A second tier lets a carrier identify its customer, as with corporate PBX-style systems with pooled lines. The lowest tier happens at a gateway level, and says that a call passed across a given pathway, but “I don’t know much about it” and it’s missing any STIR/SHAKEN tokens, says Oatway.
The framework makes sense, but there’s no current policy from the FCC or agreement within the industry as to what to do with the information it provides, including with smartphone operating-system makers and handset manufacturers.
For example, if a Caller ID number is validated, does the carrier pass along a message that causes an iPhone to show a big green checkmark, or will it just be modified Caller ID text, as both third-party and carrier-driven apps offer today? If there’s no SHAKEN attestation attached, should the carrier block the number, warn that it might be dicey, or give its customers an option in a call-management app to block such numbers?
If 100,000 calls come through a single VoIP provider in one minute, all of which have signed but illegitimate numbers, should that carrier’s signing certificate be revoked? “Who is in charge of revoking that carrier’s certificate if that’s the way to go?,” Oatway asks.
James F. Williams, Verizon’s director of network infrastructure planning, notes that “under current FCC rules, associating an attestation from a particular certificate holder with suspicious robocall traffic is not sufficient to block that traffic outright,” although customers can opt in individually to such blocking. This stance doesn’t mean that automatically blocking such calls would be illegal—but carriers might choose to err on the side of caution. (The FCC didn’t respond to a request for comment from Fast Company.)

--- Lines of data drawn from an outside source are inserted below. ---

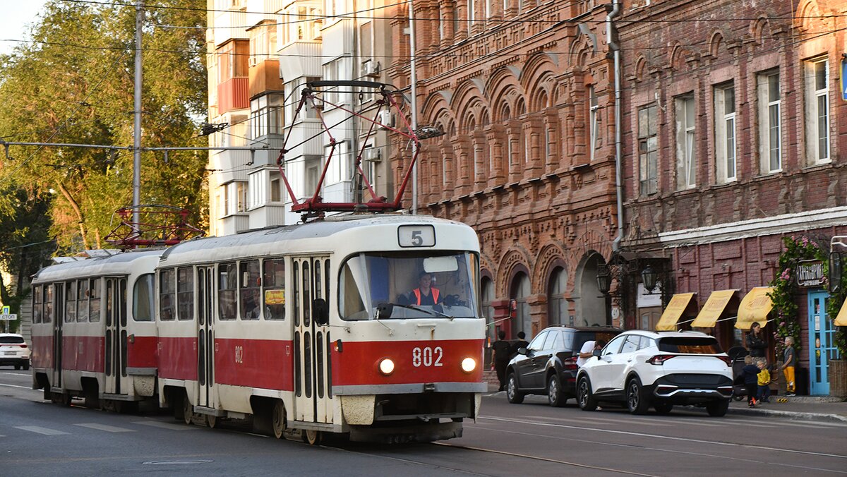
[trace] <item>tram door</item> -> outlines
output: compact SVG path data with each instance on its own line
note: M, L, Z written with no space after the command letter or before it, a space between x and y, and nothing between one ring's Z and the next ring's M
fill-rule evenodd
M52 293L51 293L52 292ZM62 324L64 323L64 286L62 285L47 286L48 302L53 295L53 379L50 382L54 387L62 387ZM49 313L48 313L49 316Z
M216 408L214 398L214 267L197 268L197 405Z
M300 257L292 263L296 420L332 422L329 327L315 323L313 308L318 298L329 304L329 269L326 257Z
M106 280L106 385L107 394L127 394L126 375L126 279ZM89 317L91 319L92 317Z

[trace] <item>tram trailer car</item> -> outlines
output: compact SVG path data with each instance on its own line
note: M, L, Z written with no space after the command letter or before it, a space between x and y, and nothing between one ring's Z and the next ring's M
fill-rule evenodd
M466 225L400 214L174 246L157 268L160 405L309 443L461 436L486 389L479 247ZM437 304L418 306L422 275Z
M32 388L119 410L156 392L154 275L162 249L66 258L32 280ZM129 406L128 406L129 404Z

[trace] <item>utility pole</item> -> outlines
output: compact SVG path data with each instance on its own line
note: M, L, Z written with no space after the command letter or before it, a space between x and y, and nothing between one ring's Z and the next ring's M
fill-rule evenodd
M141 28L144 25L144 0L136 3L136 77L135 124L132 138L132 222L141 222L138 206L141 203Z

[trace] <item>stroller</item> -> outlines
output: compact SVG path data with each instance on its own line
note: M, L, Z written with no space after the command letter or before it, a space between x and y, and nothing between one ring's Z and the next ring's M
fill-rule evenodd
M744 347L733 347L727 352L733 363L733 399L742 401L747 397L747 388L744 385L741 369L745 366L744 358L750 354Z

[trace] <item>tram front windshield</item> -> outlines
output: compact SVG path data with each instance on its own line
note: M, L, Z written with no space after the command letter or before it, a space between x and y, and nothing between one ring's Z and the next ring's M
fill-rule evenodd
M339 313L348 320L477 318L473 253L369 252L340 271Z

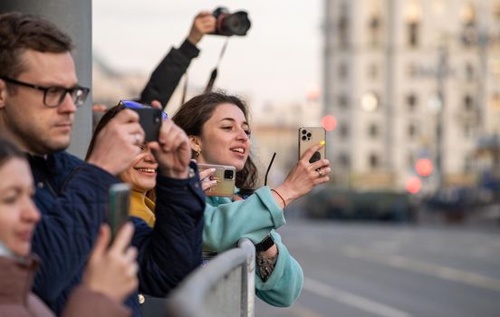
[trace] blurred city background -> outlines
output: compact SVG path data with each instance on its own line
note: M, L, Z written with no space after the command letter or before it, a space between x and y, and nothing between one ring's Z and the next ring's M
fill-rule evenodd
M137 98L221 5L252 21L216 88L250 105L263 176L276 152L268 183L284 178L301 126L327 129L333 170L280 228L303 294L255 315L500 315L500 0L93 1L93 101ZM198 44L188 97L225 41Z

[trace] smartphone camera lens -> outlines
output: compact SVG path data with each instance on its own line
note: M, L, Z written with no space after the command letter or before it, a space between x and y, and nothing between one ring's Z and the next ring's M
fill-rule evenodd
M224 178L226 179L233 179L233 178L235 177L235 172L230 170L230 169L226 169L224 171Z

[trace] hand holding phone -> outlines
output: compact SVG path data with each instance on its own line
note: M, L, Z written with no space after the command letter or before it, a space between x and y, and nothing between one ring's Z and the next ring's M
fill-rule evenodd
M163 120L168 119L167 113L163 112L160 109L151 108L132 101L122 100L120 101L120 104L139 114L139 123L144 130L145 142L158 140L161 122Z
M129 219L130 208L130 186L126 183L111 185L108 202L108 224L111 229L111 241Z
M326 131L322 127L301 127L299 128L299 158L312 146L326 140ZM326 158L326 147L323 146L315 151L309 163Z
M207 196L233 197L235 195L235 181L236 178L236 168L227 165L198 164L200 172L216 168L216 171L208 177L211 181L216 184L205 191Z

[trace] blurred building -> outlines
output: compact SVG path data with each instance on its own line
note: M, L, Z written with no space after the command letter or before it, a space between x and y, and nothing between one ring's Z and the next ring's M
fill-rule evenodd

These questions of both presentation and behind-the-scenes filtering are crucial, and yet they remain unanswered. The opt-in call management features carriers already offer could be expanded to sweep in STIR/SHAKEN signals. Oatway said STIR/SHAKEN could be very helpful, “but it also has the potential to be a tool that if not used by the industry in the right way, may fall flat.”

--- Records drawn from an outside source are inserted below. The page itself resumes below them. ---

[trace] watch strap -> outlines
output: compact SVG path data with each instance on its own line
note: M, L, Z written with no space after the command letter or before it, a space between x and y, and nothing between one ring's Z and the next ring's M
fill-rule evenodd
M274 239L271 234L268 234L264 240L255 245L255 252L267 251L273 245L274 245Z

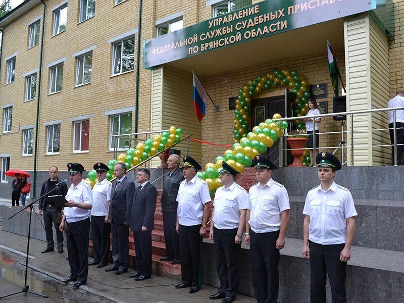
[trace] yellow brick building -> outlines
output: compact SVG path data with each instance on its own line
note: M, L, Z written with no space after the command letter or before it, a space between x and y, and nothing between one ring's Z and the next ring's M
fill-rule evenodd
M362 0L349 2L143 1L136 109L138 1L26 0L0 19L0 197L9 194L11 179L4 176L7 169L35 170L42 179L50 165L66 171L69 162L80 163L89 170L95 162L112 159L112 134L120 128L121 133L134 132L135 123L139 132L174 125L196 139L232 144L234 113L229 109L229 98L236 97L248 80L276 68L296 70L312 85L326 84L326 97L317 100L332 113L327 39L334 48L346 87L347 110L386 107L404 82L404 35L399 19L395 24L392 21L402 11L404 1L379 2L384 5L378 3L377 7L373 1L371 5ZM240 22L255 15L265 15L265 10L270 9L267 13L273 15L268 15L269 22L272 17L291 18L287 30L196 56L190 56L188 47L185 55L173 53L171 59L166 57L171 56L169 52L150 53L150 45L179 41L189 33L191 37L200 34L198 31L207 30L208 20L216 22L246 7L248 13L248 8L254 10L259 4L259 13L246 14ZM381 8L384 9L382 13ZM316 17L318 21L310 19L311 12L321 16ZM386 15L392 18L385 21ZM153 63L148 64L150 59ZM208 104L200 123L194 114L191 71L220 107L217 111ZM267 105L270 100L280 100L286 88L280 86L256 94L251 104L259 99ZM356 116L354 122L358 129L363 130L387 124L383 113ZM323 119L321 131L338 132L340 128L340 123L328 117ZM348 132L345 140L350 141ZM358 133L354 138L357 146L354 165L390 163L389 147L369 147L374 141L389 144L386 131ZM338 133L323 135L320 146L335 146L340 140ZM185 143L180 146L183 153L185 147ZM189 147L204 165L226 149L195 142ZM349 156L350 150L347 152ZM350 158L346 159L349 165ZM158 164L155 161L151 166Z

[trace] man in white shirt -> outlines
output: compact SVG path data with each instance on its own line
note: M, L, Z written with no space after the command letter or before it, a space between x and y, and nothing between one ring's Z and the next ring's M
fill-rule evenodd
M289 196L272 179L276 166L262 155L254 158L259 183L249 189L251 211L247 211L245 242L250 244L252 287L258 303L277 303L279 250L285 246L289 224Z
M341 163L332 154L316 157L321 183L309 191L303 214L303 257L310 259L311 303L326 303L327 274L333 303L346 303L346 262L358 216L349 189L334 181Z
M92 188L91 235L94 260L88 265L104 267L110 259L111 225L108 222L108 209L112 183L107 180L110 168L104 163L95 163L93 168L97 174L97 182Z
M67 207L59 226L63 231L66 221L66 239L70 276L64 283L74 281L78 288L87 282L88 275L88 237L90 233L90 211L92 207L92 193L88 184L83 180L83 166L79 163L67 165L72 184L65 198Z
M388 108L404 107L404 91L398 90L395 96L388 102ZM391 144L392 165L394 165L394 113L393 111L387 112L388 117L388 128L390 129L390 141ZM395 111L395 127L397 136L397 165L401 165L402 156L404 155L404 110Z

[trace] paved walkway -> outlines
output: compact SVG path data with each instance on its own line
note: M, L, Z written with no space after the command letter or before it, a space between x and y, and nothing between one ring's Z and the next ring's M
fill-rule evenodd
M26 250L26 237L0 231L0 250L11 249L23 253ZM30 259L28 265L31 269L58 281L69 276L68 262L63 256L56 251L41 254L41 250L46 246L46 243L42 241L31 239L30 246L29 255L32 258ZM63 255L67 256L66 252ZM177 280L154 275L152 279L138 282L128 276L133 273L132 269L130 269L127 273L116 276L113 272L106 272L104 268L97 269L94 267L90 267L89 280L87 284L81 286L80 289L115 302L211 302L209 295L215 293L217 290L217 288L204 285L198 292L190 294L188 288L174 288L173 285L178 283ZM65 287L69 289L72 289L70 285ZM256 301L254 298L239 295L236 301L252 303Z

The tail isn’t shaking the dog here. As STIR/SHAKEN starts to take hold and carriers begin to pass along validation messages, patterns will emerge as a split between billions of verified calls and billions of mystery calls. In cases where a number is used illegitimately, the new technologies should help determine which carrier enabled the spoofing: “It’s safe to say that one of the early uses of STIR/SHAKEN can be effective and have rapid traceback,” says Oatway.
Fraud robocalls aren’t going to vanish in one fell swoop. But the phone system has fewer points of entry and fewer paths to monitor than the wide-open spaces of the internet. Knowing that incoming Caller ID correctly identifies the caller, or that a malicious party can be more easily identified, could finally cut off the dial tone for scammers.